Every Christmas I get at least one poinsettia. I love their vibrant color in the drab of winter. I do not have a green thumb, however, and by the end of the year, my poinsettia usually looks like six sticks stuck in a foil-wrapped pot of dirt.
Last year my son and his family gave me one from their church in Brentwood. Although its red leaves dropped off the plant kept putting out new leaves and was looking good! I removed the foil wrapper and kept it in a window and watered it all winter. It kept on growing! Then in the spring when they put the gardener’s calendar in the paper I read for about the 30th time how to keep a poinsettia through the summer.
The instructions were just to repot it and put it outside after danger of frost had passed. Keep it watered and it will flourish. By May I had quite a large poinsettia so I got a large pot and a bag of potting soil, repotted it and put it on a small table off my carport where it got the morning sun. It grew and grew and grew. You recall we had quite a lovely summer and fall with rain and decent weather until late in the year.
Then in the early fall the gardener’s calendar appeared with hints on fall chores and – what else? How to make your poinsettia bloom for Christmas. Assuming of course that it had survived the summer. Mine had so I thought seriously about taking on this new adventure. I do not have a large house and have no basement and was wondering where I could put the plant to comply with the instructions: i.e. eight hours of bright light daily followed by 16 hours of complete darkness.
My extra bathroom is small with no window so I decided to use it. I staggered back and forth with that excessively heavy plant for nearly a week. I had to prop open my back door, then lift it in both arms, hug it to my chest, and manage to get up two steps and across two rooms to the bath. The plant itself has grown so big I cannot reach around it.
At that point I decided that I was going to do one of two things: Fall and really hurt myself and be in traction for the holidays. Or drop the plant and be cleaning up dirt for a week. So I gave up and left it outside. One day about two weeks later I had an epiphany. I have a heat lamp in the ceiling of the bath. Why couldn’t I use it for the light then just close it up after eight hours. So I did.
Now that bath could not be used for anything but washing hands. The poinsettia occupied the toilet seat and every day I turned on the lights and the heat lamp. Occasionally I even put another lamp there on the sink. Once my son and his family visited and we had lines at the other bathroom since this one could not be used.
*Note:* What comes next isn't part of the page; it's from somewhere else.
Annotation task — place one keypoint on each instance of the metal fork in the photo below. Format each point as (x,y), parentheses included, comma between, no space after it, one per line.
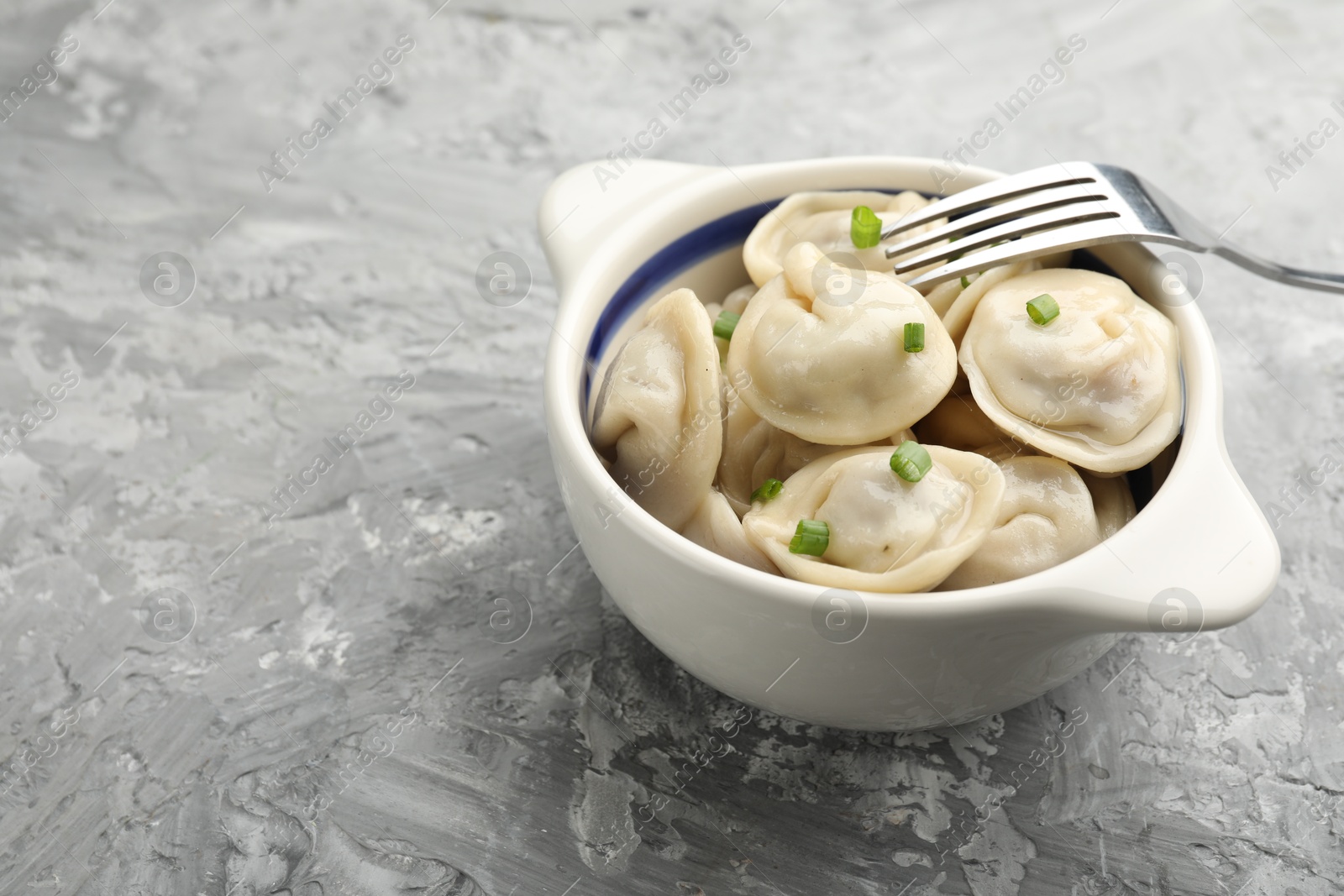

I had followed the instructions, fertilized it lightly and kept it watered. I put a note in the kitchen on the coffee pot reminding me to take care of my project – in the “birthing room.” I continued to notice new growth and one day when I turned on the lights I noticed some pink color in a number of the new leaves. Yes! I was thrilled. I continued the routine although I soon realized that I had not started early enough for full results
Now the poinsettia has been placed on a little wheeled plant cart (so I can move it without fear of a hernia) and moved out to a place of honor. Unbelievably I have about 20 “blooms” on my last year’s poinsettia!! They are not large, ranging from about 4 to 6 inches in diameter but they are definitely blooms, colored marbled and light to real dark pink. No pure red ones yet, but even the little yellow things in the middle of the blooms are there. I have been amazed and proud that I actually accomplished this.
I may try it again next year, but if this thing keeps growing I will have a poinsettia TREE! Or alternatively -- it could die.